Погода стояла теплая: солнце грело мокрую землю, галдели грачи на деревьях, мальчишки бегали взапуски, шлепая по лужам. Роман надел свою темно-коричневую замшевую куртку, сапоги, надел на голову черную широкополую дядюшкину «конную» шляпу с резинкой под подбородок и, взяв любимый стэк с желтой ручкой из китового уса, отправился через сени на скотный двор, где со вчерашнего дня томился в стойле каурый жеребец, нанятый тетушкой у Архипа исключительно для верховых прогулок племянника.
Перепрыгивая через лужи, Роман прошел мимо хлева, где уже который год вместо коров содержались свиньи, и открыл сильно перекошенную дверь конюшни. Она заскрипела так протяжно и громко, что свиньи вопросительно захрюкали, заворочались в навозе.
Роман меж тем прошел в дверь и оказался в весьма просторном, но темном и запущенном помещении.
Здесь было четыре отгороженных стойла, три из которых пустовали, а в четвертом стоял, прядая ушами, архиповский жеребец Орлик.
Роман приблизился к нему, ласково повторяя это весьма распространенное лошадиное имя, достал из кармана шерстяных галифе большой кусок сахара и на ладони протянул жеребцу.
Тот, отфыркиваясь и переминаясь с ноги на ногу, покосил на Романа черным как смоль глазом, протянул морду над старой, облизанной и обглоданной не одним поколением лошадей переборкой, и, взяв мягкими, словно бархатными, губами сахар, захрустел им.
– Ну, вот и познакомились, – гладил Роман его по красивой морде с белой звездочкой на лбу. – Кататься поедем?
Жеребец грыз сахар, поглядывая на Романа.

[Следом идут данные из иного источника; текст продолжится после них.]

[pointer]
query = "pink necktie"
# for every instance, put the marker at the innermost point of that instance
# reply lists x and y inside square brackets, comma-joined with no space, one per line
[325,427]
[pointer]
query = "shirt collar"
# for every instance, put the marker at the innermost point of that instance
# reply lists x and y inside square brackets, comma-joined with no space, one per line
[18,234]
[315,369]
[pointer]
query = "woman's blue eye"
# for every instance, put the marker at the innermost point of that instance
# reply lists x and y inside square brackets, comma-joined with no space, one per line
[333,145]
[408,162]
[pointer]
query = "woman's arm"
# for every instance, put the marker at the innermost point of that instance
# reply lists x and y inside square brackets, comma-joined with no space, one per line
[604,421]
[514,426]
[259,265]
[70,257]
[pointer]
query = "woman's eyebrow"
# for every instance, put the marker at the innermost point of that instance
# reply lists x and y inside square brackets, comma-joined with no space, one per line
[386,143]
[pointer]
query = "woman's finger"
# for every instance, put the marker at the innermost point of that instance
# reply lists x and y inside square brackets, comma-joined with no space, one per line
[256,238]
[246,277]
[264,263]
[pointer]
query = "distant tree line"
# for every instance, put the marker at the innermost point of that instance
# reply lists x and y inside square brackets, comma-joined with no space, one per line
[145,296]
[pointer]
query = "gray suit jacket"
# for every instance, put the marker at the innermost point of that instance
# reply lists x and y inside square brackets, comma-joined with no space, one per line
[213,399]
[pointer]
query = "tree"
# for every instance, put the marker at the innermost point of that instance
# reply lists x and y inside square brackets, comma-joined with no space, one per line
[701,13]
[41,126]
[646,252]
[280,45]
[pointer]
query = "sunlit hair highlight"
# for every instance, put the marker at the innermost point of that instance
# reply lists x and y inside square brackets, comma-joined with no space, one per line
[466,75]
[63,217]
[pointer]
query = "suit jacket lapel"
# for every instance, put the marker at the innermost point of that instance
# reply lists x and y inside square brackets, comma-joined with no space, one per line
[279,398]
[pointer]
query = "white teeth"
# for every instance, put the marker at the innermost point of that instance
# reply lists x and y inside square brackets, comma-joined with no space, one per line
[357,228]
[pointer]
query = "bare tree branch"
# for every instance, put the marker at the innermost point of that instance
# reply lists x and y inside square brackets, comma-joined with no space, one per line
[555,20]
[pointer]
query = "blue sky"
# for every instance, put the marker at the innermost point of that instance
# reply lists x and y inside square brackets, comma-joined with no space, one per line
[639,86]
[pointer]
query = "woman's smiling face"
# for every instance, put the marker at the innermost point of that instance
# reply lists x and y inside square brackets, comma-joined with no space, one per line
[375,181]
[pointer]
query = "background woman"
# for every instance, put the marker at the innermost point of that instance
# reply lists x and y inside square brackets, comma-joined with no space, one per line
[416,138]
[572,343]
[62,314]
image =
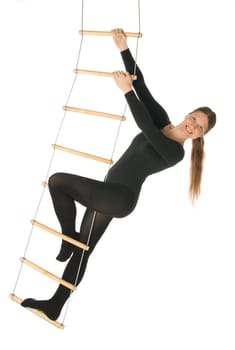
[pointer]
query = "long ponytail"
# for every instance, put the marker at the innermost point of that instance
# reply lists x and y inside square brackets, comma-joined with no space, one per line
[197,156]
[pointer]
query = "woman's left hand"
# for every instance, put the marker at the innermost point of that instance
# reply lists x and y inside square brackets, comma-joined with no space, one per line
[123,81]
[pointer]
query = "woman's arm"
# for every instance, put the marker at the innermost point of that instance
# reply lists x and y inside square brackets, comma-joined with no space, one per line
[169,150]
[156,111]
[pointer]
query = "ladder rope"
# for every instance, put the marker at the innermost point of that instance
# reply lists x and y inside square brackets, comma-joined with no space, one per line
[82,32]
[51,159]
[112,153]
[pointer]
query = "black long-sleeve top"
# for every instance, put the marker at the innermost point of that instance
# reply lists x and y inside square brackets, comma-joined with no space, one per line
[150,151]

Уздечки и седла висели вдоль стены на крепких кованых гвоздях. Роман снял уздечку, сразу отыскал свое любимое седло, которое, кстати говоря, было единственно приемлемым для езды, ибо остальные давно пора было выбросить.
Надев узду на морду Орлика, Роман отпер переборку и повел коня во двор, неся в левой руке седло. Стэк он по привычке заткнул за голенище сапога.
Орлик шел за Романом, подрагивая мышцами плеч и отфыркиваясь.
Роман вывел его с конного к палисаднику, оседлал, достал из кармана куртки легкие замшевые перчатки, натянул на руки, вынул стэк и, продев левую ногу в стремя, ухватившись за луку седла, сел на Орлика.